## Introduction

In [2]:
import numpy as np
import matplotlib.pyplot as plt
import pandas as pd

In [3]:
data = pd.read_csv('AmesHousing.txt', delimiter="\t")
train = data[0:1460]
test = data[1460:]

features = ['Wood Deck SF', 'Fireplaces', 'Full Bath', '1st Flr SF', 'Garage Area',
       'Gr Liv Area', 'Overall Qual']

In [5]:
X = train[features]
y = train['SalePrice']

$a = (X^TX)^{-1} X^Ty$

In [8]:
ols_estimation = np.dot(np.dot(np.linalg.inv(np.dot(X.T, X)), X.T), y)

## Cost Function

Unlike gradient descent, OLS estimation provides what is known as a **closed form solution** to the problem of finding the optimal parameter values. A closed form solution is one where a solution can be computed arithmetically with a predictable amount of mathematical operations. Gradient descent, on the other hand, is an algorithmic approach that can require a different number of iterations (and therefore a different number of mathematical operations) based on the initial parameter values, the learning rate, etc. While the approach is different, both techniques share the high level objective of minimizing the cost function.

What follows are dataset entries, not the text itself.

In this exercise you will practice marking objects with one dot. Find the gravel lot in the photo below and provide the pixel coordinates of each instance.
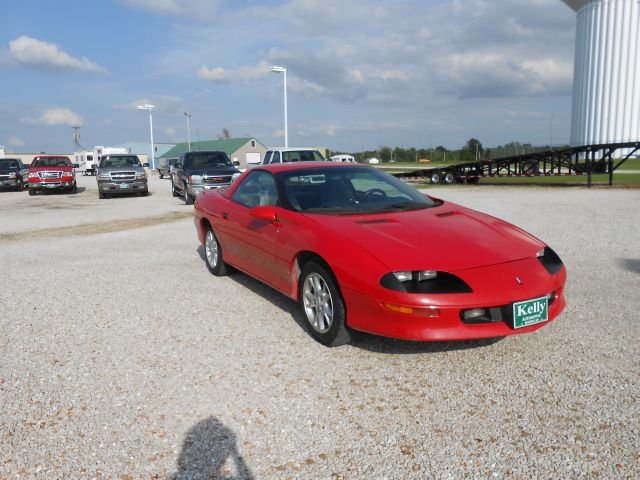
(122, 357)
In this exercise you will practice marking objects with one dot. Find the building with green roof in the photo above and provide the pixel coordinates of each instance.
(244, 150)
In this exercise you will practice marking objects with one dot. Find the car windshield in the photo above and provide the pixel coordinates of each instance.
(120, 161)
(9, 164)
(207, 159)
(349, 190)
(51, 162)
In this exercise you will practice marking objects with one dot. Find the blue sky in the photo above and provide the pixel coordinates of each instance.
(361, 74)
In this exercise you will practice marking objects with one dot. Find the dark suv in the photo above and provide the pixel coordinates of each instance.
(13, 174)
(196, 172)
(120, 174)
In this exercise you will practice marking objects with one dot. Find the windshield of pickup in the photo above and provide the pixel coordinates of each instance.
(51, 162)
(9, 164)
(120, 161)
(207, 159)
(349, 190)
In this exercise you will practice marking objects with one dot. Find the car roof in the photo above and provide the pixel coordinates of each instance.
(292, 149)
(292, 166)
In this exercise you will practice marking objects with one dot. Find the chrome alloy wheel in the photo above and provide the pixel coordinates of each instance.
(211, 249)
(318, 304)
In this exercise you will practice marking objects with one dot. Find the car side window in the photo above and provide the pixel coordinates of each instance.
(258, 189)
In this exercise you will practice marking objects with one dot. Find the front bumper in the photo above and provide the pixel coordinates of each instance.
(10, 183)
(195, 190)
(52, 185)
(497, 288)
(113, 188)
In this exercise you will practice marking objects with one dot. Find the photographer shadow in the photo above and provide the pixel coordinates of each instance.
(209, 451)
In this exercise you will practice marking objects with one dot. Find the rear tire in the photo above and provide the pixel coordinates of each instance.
(322, 305)
(188, 199)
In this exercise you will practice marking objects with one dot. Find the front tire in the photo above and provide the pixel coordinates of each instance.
(213, 254)
(188, 199)
(322, 305)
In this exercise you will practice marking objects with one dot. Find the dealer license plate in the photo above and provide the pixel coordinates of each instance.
(530, 312)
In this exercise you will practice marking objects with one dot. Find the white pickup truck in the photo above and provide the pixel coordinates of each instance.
(292, 154)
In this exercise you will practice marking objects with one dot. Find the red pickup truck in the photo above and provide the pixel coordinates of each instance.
(52, 172)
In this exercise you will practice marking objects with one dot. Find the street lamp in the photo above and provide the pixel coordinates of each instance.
(188, 116)
(283, 70)
(149, 107)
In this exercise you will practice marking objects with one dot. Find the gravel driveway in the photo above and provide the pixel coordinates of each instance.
(122, 357)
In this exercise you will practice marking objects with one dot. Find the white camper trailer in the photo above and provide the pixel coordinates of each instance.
(88, 160)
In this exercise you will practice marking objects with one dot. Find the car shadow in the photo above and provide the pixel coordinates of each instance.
(631, 264)
(364, 341)
(60, 192)
(209, 450)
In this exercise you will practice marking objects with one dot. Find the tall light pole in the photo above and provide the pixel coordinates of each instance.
(283, 70)
(149, 107)
(188, 115)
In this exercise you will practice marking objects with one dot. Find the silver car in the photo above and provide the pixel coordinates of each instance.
(121, 174)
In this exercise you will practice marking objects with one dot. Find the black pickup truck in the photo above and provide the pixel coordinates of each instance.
(195, 172)
(13, 174)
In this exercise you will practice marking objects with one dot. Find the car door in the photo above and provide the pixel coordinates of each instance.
(251, 242)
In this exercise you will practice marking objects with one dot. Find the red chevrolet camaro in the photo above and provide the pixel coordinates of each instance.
(361, 250)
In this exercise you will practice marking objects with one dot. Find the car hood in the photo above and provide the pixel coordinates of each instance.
(210, 170)
(119, 168)
(445, 238)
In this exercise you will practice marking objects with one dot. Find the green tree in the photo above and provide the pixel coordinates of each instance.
(225, 134)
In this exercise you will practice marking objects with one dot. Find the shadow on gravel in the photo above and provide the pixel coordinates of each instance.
(392, 346)
(60, 192)
(364, 341)
(209, 450)
(631, 264)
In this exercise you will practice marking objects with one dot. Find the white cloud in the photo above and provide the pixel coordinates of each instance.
(56, 117)
(14, 141)
(186, 8)
(222, 75)
(36, 53)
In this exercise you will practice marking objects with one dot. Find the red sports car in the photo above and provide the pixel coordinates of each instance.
(361, 250)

Before we can dive into how the cost function is represented in the matrix form, let's understand how the error is represented. Because the error is the difference between the predictions made using the model $\hat{y}$ and the actual labels $y$, it's represented as a vector. The greek letter for E (epsilon $\epsilon$) is often used to represent the error vector:

$\epsilon =  \hat{y} - y$

We can build on this to define $y$:

$y = Xa - \epsilon$

Even though this closely resembles the matrix equation of $Ax=b$, we have 2 unknowns (the vector $a$ and the vector $\hat{y}$). We're looking for a model, represented using the parameter vector $a$, that will minimize the mean squared error between the labels, $y$, and the predictions, $\hat{y}$. Said another way, the cost function is this mean squared error.

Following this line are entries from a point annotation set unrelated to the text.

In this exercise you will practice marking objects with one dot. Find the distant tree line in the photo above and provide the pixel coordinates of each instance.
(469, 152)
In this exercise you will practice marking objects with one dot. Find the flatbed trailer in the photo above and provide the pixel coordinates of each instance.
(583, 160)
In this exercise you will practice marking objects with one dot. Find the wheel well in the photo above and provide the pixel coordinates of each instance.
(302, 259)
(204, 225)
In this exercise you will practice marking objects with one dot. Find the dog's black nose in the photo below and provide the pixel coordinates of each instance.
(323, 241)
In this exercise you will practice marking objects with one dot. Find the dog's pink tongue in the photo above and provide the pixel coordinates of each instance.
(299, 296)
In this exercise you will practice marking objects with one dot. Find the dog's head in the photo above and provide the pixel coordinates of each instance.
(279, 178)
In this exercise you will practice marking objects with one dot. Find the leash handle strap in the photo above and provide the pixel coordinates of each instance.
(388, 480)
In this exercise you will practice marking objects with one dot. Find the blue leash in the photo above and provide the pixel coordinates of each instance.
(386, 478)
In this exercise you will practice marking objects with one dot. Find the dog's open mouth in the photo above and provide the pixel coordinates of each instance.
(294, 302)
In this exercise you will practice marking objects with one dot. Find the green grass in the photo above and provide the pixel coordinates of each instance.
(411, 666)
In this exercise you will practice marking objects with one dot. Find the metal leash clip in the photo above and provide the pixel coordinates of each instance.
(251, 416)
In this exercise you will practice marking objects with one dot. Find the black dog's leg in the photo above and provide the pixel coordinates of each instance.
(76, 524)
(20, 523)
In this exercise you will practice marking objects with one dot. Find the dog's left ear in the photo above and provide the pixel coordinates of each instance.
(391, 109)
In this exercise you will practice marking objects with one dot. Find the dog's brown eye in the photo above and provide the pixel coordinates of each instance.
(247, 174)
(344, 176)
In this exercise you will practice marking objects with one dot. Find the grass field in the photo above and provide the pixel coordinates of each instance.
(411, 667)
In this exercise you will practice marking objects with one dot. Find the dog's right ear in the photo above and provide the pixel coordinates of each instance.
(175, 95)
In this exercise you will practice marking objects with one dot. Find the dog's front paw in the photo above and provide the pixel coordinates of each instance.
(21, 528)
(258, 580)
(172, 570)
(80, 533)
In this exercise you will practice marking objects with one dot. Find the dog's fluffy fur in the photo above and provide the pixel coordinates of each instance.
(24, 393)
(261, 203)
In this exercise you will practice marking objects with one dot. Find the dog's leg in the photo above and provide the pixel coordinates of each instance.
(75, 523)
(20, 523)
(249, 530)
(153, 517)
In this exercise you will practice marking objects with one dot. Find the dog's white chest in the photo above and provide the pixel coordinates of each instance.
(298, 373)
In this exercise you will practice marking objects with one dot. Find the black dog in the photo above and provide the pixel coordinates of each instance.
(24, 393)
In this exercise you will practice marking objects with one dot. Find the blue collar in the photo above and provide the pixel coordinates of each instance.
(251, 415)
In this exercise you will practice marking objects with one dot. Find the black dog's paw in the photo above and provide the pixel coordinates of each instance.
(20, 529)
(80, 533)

Here's what the cost function looks like in matrix form:

**$J(a) = \dfrac{1}{n} (Xa - y)^T(Xa - y)$**

## Derivative Of The Cost Function

The derivative of the cost function is decently involved, and out of scope for this mission. Understanding the derivation requires some familiarity with matrix calculus, which is a specific notation for applying calculus concepts to matrices. If you're interested in the derivation, we recommend that you read Eli Bendersky's wonderful walkthrough of the derivation [on his blog](http://eli.thegreenplace.net/2015/the-normal-equation-and-matrix-calculus/).

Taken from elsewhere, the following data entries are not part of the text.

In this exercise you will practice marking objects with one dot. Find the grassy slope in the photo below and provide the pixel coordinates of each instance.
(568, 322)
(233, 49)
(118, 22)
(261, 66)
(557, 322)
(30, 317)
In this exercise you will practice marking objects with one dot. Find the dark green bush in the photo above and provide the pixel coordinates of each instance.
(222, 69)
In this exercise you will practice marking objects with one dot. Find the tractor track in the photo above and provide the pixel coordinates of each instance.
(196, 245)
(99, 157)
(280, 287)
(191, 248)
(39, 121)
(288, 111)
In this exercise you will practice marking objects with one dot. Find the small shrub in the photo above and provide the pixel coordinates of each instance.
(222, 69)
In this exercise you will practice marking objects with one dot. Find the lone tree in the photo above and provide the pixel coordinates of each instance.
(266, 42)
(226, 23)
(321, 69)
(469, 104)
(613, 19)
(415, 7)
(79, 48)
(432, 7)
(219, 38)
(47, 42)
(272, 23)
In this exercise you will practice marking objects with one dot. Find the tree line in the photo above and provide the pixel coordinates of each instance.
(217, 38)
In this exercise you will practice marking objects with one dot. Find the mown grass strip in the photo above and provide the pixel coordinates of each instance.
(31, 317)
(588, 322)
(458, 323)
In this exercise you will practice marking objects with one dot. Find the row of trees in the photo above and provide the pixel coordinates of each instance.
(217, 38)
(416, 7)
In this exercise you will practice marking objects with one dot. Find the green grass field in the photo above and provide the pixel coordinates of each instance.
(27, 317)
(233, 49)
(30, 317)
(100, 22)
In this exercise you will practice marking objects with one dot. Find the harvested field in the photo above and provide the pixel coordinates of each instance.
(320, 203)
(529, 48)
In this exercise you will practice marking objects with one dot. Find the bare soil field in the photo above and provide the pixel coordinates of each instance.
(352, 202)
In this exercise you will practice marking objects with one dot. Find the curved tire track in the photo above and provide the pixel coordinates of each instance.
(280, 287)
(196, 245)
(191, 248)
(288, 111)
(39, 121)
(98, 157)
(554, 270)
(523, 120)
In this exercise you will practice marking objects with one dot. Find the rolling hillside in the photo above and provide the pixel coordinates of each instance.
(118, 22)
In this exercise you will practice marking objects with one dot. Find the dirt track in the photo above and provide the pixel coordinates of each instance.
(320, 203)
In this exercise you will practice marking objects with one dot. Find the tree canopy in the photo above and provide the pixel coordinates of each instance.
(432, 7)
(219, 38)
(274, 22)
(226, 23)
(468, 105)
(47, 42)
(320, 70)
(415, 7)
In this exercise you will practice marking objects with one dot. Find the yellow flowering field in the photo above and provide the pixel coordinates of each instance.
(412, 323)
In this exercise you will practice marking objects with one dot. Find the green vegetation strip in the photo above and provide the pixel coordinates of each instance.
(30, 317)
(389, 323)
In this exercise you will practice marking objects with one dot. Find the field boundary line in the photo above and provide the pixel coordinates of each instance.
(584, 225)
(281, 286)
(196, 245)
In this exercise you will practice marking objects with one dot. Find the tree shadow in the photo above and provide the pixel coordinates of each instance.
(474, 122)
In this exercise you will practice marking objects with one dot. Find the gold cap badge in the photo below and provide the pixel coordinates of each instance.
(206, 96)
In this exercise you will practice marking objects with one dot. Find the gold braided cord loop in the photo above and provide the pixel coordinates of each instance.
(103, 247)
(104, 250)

Here's the derivative of the cost function:

$\frac{dJ(a)}{da} = 2X^TXa - 2X^Ty$

We're now left with the OLS estimation formula:

$a = (X^TX)^{-1}X^Ty$

## Gradient Descent vs. Ordinary Least Squares

Now that we've explored a lot of the math that underlies OLS estimation, let's understand its limitations. The biggest limitation is that OLS estimation is computationally expensive when the data is large. This is because computing a matrix inverse has a computational complexity of approximately O(n^3). You can read more about computational complexity of the matrix inverse and other common matrix operations on [Wikipedia](https://en.wikipedia.org/wiki/Computational_complexity_of_mathematical_operations#Matrix_algebra).

OLS is commonly used when the number of elements in the dataset (and therefore the matrix that's inverted) is less than a few million elements. On larger datasets, gradient descent is used because it's much more flexible. For many practical problems, we can set a threshold accuracy value (or a set number of iterations) and use a "good enough" solution. This is especially useful when iterating and trying different features in our model.